Re: Do you use a garbage collector?

From:

Jerry Coffin <jcoffin@taeus.com>

Newsgroups:

comp.lang.c++

Date:

Thu, 10 Apr 2008 20:14:28 -0600

Message-ID:

<MPG.226875e660c8657b989c6f@news.sunsite.dk>

In article <KKqdncjvUO8DJGPanZ2dnUVZ_sqinZ2d@comcast.com>,
cristom@comcast.net says...

[ ... ]

You are incorrect. Each call into "new" will "most-likely" be "fast-pathed"
into a "local" cache. On multi-threaded systems, this "cache-hit" can even
be accomplished without using _any_ interlocked RMW or memory barrier
instruction(s). That is, the cache would be per-thread. Some may think that
if a cache is per-thread then a thread will not be able to free something
unless it allocated it. This is false line of thinking. There are different
algorithms that can solve this, one of them can be found here:

http://groups.google.com/group/comp.arch/browse_frm/thread/24c40d42a04ee855

Hoard and StreamFlow also use per-thread heaps.

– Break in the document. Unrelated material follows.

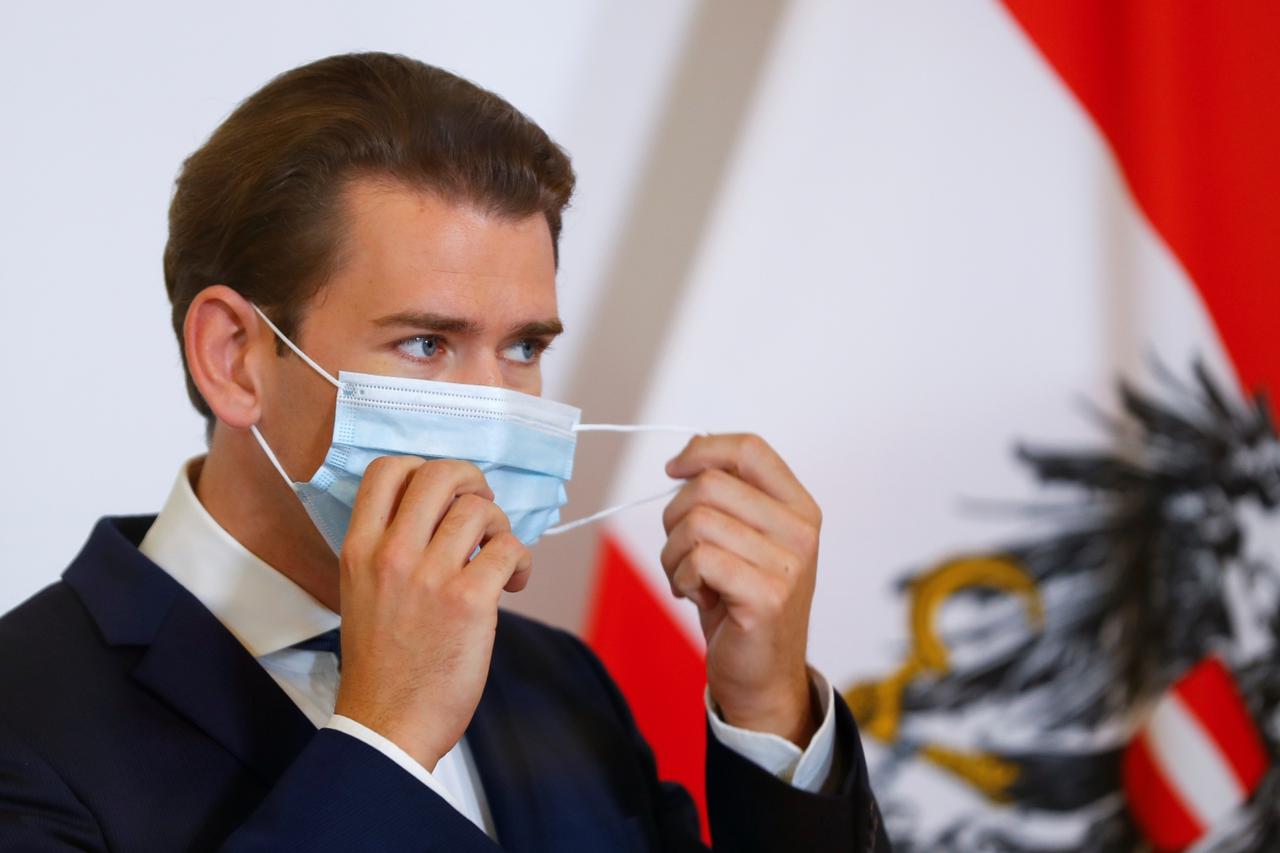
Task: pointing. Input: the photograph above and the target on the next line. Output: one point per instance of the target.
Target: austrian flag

Most of the problem seems to be that people think in terms of a heap
having a single free list, so all other threads have to contend for
access to that free list.

A trivially simple design is for each thread to have its own heap, and
each heap to have one free list for every other thread in the system.
Each other thread can then free blocks to any heap with minimal
possibility of contention (specifically, with the thread whose heap it's
freeing memory TO, and then only if it happens while that thread is
grabbing that free list to coalesce its memory with the other free
blocks.

This contention can normally be reduced to a single atomic exchange to
free memory and another to grab memory for coalescing. Specifically,
consider a structure something like:

struct free_block {
    void *next;
    size_t size;
    size_t origin_threadID;
    char payload[0];
};

Technically, that's not legal in C++, but I supect you get the idea.
Let's also assume each thread's heap has a vector of free-lists,
something like:

typedef std:vector<free_block *> free_list;

And we have a vector of free lists, one per thread:

std::vector<free_list> free_lists;

In that case, freeing a block looks something like:

void free_a_block(void *block) {
    free_block *f = ((char *)block)-sizeof(free_block);
    f->next = f;
    size_t heap = f->origin_threadID;
    size_t my_threadID = get_current_thread_ID();

    atomic_exchange(f->next, free_lists[heap][my_thread_ID]);
}

I.e. we put this block's address into its own 'next' field, and then
exchange that with the pointer to the head of our free list in the
appropriate heap.

If you want to eliminate even the last vestige of a wait, you can go one
step further: have each free list contain _two_ free-list heads instead
of one. At any given time, the owning thread may be using only one of
those. You use a mutex that waits on both, and one of them will always
be free. You update it, and free the mutex. The design isn't lock free,
but it guarantees that you'll never have to wait for the lock to take
place -- both mutexes will be free most of the time, but at least one
will be all the time. The wait for the mutex just determines _which_ one
is free right now.

Of course, in reality that design is generally overkill -- the chances
that all threads will be freeing memory on a single thread's heap at any
given time is minmal to say the least. If we don't mind introducing the
possibility of some waiting, it's pretty trivial to automatically
balance between speed and memory usage -- we start with a single free
list in each heap (and a mutex associated with each free list).

When we want to free a block, we wait on the set of mutexes for a heap,
with a fairly short timeout. If the wait succeeds, we free the memory
and go on our way. If the wait fails, we signal the thread that a wait
failed. After waits fail some number of times, the thread reacts by
increasing the number of available free lists. Both the length of the
wait and the number of failures can be adjusted to balance between
performance and memory usage.

--
    Later,
    Jerry.

The universe is a figment of its own imagination.